Photo: Alessandro Destro
The ARTIST
Born in 1991, Amsterdam-based visual artist Liselore Frowijn’s practice revolves around installations and sculptures made from textiles covering objects, driven by the notion of disguise as an act of revolt.
As a transdisciplinary artist, Frowijn layers projects across multiple disciplines. In her practice, she employs collage techniques to dimension and document her work in analogue and digital formats, weaving elements from her extensive research to propose imaginary future narratives inspired by (eco)feminist thinkers.
Frowijn graduated cum laude from ArtEZ University of the Arts with a bachelor’s in fashion design in 2013. After winning the Dutch Couture Award and the Prix Chloé at the Festival de la Mode et Photography in Hyères she founded Studio Frowijn in 2014. In 2023 she achieved an Art History master’s, with a thesis on ecofeminism at the University of Amsterdam.
The Residency
In October 2024, Dutch artist Liselore Frowijn spent one month in residence at Lottozero, Prato, to develop a project rooted in the city’s textile history and the overlooked figure of Margherita Datini, wife of renowned 14th-century merchant Francesco Datini.
Through visits to Palazzo Datini and its archive, where the couple’s extensive correspondence is preserved, Frowijn delved into Margherita’s life—a woman burdened with domestic labor and societal expectations, often unacknowledged in the legacy of her husband’s mercantile empire.
Drawing on Silvia Federici’s feminist reflections on the historical exploitation and invisibility of women’s labor in Western capitalist society, this research became the foundation for the entire body of work developed during the residency.
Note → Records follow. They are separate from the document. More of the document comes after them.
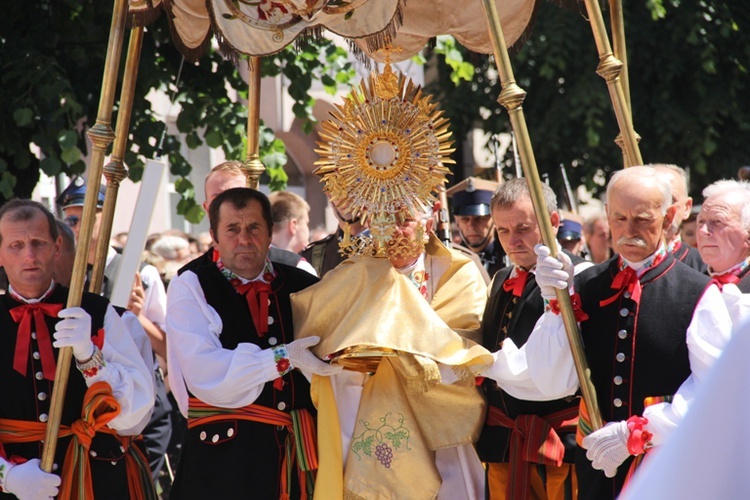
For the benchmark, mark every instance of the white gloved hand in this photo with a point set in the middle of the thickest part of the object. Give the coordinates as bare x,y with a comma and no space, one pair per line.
75,331
608,447
303,359
27,480
551,272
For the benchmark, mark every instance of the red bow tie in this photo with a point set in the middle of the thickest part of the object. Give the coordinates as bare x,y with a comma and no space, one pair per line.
724,279
24,314
517,283
256,293
625,281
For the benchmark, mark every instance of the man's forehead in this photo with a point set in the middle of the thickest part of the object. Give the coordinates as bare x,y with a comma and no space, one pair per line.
221,181
251,211
35,227
720,204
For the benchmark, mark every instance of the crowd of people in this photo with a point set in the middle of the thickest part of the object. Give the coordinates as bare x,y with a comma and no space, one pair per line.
239,366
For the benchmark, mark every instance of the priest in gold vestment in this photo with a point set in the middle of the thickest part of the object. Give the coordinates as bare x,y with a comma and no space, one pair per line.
406,430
While Margherita’s story echoes throughout, her presence is most strongly embodied in a series of digital jacquard tapestries, where archival fragments and contemporary images interweave to bring her narrative back into the fabric of history.
Photo: Mihaela Mihajlovic
Jacquard fabrics, Texnova Archive. Photo: Rachele Salvioli
Photo: Mihaela Mihajlovic
ARCHIVAL JACQUARD FABRICS
For the creation of her sculptural and installation-based works, Frowijn drew on Lottozero’s unique archive of jacquard furnishing fabrics, a collection of samples spanning fifty years of Italian upholstery history (mid-to-late 20th century).
These materials became central to her textile sculptures and installations, which critically engage with the depiction of women within the domestic sphere. By repurposing fabrics traditionally tied to interiors—symbols of domesticity and status—Frowijn reflects on how Western capitalist society continues to undervalue the labor of childcare and housework, roles historically relegated to the private sphere and rarely acknowledged as economic contributions.
body politics
Super Sofas – The Fruits of the Loom is a series of ten textile sculptures that merge furniture, body, and feminist critique.
Made from archival jacquard sample fabrics and industrial felt, these hybrid forms morph mannequin-inspired body parts—hips, breasts, buttocks—into cushions, armrests, and backrests, playfully yet unsettlingly echoing how women’s bodies have been commodified as functional objects.
Super Sofa’s, the Fruits of the Loom edition, 2024-2025, jacquard, felt, mixed textile stuffing, fiberglass, stainless steel butcher’s hooks.